По-моему, самые умные господа уже эмигрировали легально или нелегально. А те, кто остался, это доверчивые капиталисты. Вероятно, не только доверчивые, но и жадные. Они верят, что могут договориться с властью или даже купить власть, и их не тронут. Какое глубокое и горькое заблуждение. Вот к чему приводит капитализация общества. Люди становятся доверчивее, и обмануть их все проще и проще.
Александрова негодовала. Ей казалось, что все эти идеи так очевидны, что не согласиться с ней может только недалекий человек.
А Машке было не до политики.
— Не нагнетай, Тонь. Толь, не слушай ее. Лучше освети нам сложившуюся ситуацию.
— Хорошо, и продолжим о покушении на Машу. Кто врал, Денис или Илларион, неясно. Если врал Денис, то только для того, чтобы обратить внимание Марии на себя как на ее спасителя, чтобы проще было потом соблазнить. Если врал Илларион, то он хотел то ли убить тебя, то ли отключить. Вопрос: зачем?

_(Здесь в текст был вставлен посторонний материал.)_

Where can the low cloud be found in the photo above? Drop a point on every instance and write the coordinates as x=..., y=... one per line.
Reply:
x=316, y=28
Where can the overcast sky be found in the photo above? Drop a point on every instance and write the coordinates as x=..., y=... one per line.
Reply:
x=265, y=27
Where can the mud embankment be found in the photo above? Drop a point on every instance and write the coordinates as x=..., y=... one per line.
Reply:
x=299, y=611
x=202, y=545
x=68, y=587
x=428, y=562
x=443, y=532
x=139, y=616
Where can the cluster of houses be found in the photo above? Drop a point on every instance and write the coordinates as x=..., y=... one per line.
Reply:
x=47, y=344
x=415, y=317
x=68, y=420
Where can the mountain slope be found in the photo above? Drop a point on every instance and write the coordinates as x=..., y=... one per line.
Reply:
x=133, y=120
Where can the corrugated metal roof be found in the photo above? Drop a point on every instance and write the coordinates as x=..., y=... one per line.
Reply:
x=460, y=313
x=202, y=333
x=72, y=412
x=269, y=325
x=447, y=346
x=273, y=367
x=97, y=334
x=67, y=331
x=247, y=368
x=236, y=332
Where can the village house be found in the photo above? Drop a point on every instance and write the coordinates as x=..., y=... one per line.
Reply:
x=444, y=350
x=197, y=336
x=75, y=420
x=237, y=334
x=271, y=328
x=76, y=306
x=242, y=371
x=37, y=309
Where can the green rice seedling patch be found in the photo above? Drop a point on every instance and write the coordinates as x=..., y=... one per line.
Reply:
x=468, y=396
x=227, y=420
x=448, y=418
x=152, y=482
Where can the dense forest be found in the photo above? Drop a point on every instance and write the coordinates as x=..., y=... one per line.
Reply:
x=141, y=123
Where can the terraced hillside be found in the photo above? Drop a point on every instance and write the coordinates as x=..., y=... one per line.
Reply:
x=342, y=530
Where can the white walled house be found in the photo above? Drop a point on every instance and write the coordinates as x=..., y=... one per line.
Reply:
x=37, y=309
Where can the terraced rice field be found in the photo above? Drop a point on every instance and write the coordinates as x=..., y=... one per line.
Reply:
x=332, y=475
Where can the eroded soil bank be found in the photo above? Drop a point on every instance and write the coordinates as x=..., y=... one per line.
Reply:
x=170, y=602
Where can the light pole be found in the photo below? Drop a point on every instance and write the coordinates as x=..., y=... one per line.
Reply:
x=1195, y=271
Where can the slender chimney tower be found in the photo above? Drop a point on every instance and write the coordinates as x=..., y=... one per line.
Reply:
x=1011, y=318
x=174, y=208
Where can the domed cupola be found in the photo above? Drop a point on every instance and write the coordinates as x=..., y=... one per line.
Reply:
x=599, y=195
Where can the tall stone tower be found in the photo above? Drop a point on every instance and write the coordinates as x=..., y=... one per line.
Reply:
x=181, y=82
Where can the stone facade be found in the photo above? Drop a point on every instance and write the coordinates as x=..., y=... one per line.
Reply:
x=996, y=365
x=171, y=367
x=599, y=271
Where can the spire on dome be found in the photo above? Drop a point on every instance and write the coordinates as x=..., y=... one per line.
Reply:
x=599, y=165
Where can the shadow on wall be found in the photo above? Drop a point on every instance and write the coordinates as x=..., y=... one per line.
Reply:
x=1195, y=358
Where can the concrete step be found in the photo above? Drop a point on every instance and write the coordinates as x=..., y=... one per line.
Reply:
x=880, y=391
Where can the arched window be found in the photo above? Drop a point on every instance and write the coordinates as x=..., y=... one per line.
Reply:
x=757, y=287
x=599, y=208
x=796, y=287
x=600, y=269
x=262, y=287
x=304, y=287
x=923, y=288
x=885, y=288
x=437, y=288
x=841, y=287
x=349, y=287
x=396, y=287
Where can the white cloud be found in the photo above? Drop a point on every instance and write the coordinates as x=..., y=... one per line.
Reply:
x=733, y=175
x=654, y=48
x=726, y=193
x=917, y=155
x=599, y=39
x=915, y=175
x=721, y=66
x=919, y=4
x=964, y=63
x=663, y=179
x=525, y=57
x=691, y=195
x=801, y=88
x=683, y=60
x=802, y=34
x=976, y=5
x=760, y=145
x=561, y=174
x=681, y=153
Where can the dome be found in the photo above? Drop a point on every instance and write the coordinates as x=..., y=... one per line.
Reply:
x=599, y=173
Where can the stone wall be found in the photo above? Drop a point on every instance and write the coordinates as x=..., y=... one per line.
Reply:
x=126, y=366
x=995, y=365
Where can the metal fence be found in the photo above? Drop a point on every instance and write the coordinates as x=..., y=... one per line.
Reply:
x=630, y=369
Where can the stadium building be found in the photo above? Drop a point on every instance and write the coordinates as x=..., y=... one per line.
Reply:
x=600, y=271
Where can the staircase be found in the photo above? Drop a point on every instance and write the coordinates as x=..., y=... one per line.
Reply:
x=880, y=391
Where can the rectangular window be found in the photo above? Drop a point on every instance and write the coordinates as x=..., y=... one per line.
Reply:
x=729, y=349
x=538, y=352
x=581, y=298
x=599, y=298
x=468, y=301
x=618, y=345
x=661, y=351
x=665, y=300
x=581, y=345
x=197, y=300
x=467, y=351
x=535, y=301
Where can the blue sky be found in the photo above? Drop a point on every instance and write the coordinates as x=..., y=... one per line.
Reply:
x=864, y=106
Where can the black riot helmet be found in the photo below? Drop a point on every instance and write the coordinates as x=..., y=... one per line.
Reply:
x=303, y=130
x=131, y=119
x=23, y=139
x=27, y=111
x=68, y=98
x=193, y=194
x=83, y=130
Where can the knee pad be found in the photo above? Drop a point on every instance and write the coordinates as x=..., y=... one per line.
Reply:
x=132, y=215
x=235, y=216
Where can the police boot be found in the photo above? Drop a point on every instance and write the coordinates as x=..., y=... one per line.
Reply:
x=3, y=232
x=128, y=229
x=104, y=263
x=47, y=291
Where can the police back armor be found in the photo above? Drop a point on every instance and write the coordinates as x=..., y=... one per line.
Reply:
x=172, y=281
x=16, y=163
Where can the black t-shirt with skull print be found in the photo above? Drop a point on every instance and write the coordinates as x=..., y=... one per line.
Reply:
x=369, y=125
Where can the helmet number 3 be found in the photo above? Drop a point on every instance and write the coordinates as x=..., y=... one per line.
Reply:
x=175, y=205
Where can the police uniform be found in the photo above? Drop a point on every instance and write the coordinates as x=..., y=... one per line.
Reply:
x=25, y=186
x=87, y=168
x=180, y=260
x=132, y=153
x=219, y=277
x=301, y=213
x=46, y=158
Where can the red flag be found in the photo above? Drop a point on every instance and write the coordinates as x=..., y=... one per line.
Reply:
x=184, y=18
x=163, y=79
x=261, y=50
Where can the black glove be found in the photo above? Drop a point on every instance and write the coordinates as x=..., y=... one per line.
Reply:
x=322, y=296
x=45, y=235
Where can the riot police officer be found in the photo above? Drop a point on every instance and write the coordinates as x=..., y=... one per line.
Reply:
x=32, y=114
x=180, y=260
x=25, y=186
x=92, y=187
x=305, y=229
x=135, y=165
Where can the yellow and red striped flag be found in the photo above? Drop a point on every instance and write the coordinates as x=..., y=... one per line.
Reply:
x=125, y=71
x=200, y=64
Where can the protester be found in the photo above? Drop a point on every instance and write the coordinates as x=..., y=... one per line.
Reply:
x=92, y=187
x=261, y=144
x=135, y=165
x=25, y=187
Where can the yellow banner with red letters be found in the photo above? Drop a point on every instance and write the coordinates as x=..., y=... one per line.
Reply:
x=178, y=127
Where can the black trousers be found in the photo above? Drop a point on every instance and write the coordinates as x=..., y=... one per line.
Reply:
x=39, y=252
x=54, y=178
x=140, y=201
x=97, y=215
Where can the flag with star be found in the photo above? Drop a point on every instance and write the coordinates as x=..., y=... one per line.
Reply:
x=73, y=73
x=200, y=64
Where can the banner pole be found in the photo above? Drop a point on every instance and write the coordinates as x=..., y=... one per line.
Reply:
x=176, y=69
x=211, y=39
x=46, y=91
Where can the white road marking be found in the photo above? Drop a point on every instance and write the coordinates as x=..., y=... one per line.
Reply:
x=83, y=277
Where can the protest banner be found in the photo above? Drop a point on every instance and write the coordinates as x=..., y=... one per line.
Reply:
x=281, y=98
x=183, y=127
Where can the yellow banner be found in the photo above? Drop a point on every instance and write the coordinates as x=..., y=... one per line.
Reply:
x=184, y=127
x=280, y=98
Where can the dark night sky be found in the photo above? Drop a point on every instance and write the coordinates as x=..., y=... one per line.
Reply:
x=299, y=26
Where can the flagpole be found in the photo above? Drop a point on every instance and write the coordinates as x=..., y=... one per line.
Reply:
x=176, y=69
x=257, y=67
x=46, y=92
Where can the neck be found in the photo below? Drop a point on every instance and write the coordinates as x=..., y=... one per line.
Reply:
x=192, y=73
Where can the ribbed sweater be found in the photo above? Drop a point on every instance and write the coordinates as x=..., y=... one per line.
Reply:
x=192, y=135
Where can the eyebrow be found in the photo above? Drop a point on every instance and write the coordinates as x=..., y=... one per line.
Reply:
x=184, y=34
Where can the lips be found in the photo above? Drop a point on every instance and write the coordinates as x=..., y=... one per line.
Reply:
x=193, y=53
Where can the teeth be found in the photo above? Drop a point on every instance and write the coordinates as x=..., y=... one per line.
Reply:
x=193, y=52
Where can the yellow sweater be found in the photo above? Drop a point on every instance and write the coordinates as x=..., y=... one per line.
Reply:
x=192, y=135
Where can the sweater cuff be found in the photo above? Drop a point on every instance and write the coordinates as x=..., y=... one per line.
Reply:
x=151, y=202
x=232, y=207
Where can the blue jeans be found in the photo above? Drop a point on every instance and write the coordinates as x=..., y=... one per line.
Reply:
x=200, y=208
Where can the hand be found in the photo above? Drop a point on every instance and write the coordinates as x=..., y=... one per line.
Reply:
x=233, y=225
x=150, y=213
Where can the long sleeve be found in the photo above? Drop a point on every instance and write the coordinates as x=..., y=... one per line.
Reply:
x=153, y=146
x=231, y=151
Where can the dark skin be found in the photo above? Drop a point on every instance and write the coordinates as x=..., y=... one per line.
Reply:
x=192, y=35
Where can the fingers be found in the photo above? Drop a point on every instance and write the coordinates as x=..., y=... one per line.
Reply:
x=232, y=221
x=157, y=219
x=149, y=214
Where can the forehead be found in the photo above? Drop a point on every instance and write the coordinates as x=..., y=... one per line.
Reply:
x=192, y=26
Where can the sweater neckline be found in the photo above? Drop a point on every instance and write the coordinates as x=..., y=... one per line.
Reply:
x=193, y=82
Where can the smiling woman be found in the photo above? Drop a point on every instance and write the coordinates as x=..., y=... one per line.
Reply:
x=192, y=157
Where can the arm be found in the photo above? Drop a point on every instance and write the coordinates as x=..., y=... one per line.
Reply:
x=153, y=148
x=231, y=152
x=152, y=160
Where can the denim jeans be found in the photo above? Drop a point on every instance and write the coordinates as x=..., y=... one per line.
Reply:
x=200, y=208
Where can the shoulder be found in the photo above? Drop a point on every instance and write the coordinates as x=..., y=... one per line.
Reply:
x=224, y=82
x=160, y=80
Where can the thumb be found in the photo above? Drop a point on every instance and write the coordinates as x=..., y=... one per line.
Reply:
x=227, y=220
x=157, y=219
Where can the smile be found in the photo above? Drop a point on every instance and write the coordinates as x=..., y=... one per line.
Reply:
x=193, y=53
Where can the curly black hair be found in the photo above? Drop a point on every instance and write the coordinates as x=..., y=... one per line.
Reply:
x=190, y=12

— Боже мой, да все из-за Гришки, конечно, — закричала в волнении Тоня, — Машка его ищет, задает вопросы, а Оля ей помогает.
— Ты тоже помогаешь, — язвительно заметила Сергеева. — Что-то на тебя не покушается никто.
— А я знаю, почему. Я не фланирую по ресторанам и вопросов не задаю, — парировала Тоня, — точно, вот и ответ.
— Ты — попугай. — Сергеева откинулась на спинку кресла и ткнула пальцем в подругу. — Толя уже изложил нам свою концепцию, верно?
Машка одобрительно взглянула на Печкина и состроила серьезную мину.
— И что? — удивилась Антонина. — Как ловить злодея, если он один или, не приведи бог, их много? Мало того, получается, что цели своей этот гад не добился и Машку с Олей он будет добивать, если, конечно, цель нападений заключалась не в том, чтобы запугать и утихомирить двух неугомонных девушек, — обратилась она к Печкину.
— Но-но, потише, сбавь обороты, — занервничала Марья.
— Может, нет, а может, и да. Цель могла состоять в том, чтобы запугать их обеих. Если цель другая, то, конечно, он не остановится. Из этого вывод: ты — Мария — сидишь дома, с вопросами никуда не ходишь и ведешь себя осторожно, а к Ольге я приставлю охрану. Маш, ты меня поняла, это приказ.
— Ладно, постараюсь — неохотно смирилась Машка. «Захочу — посижу дома, а вообще посмотрим», — подумала Сергеева.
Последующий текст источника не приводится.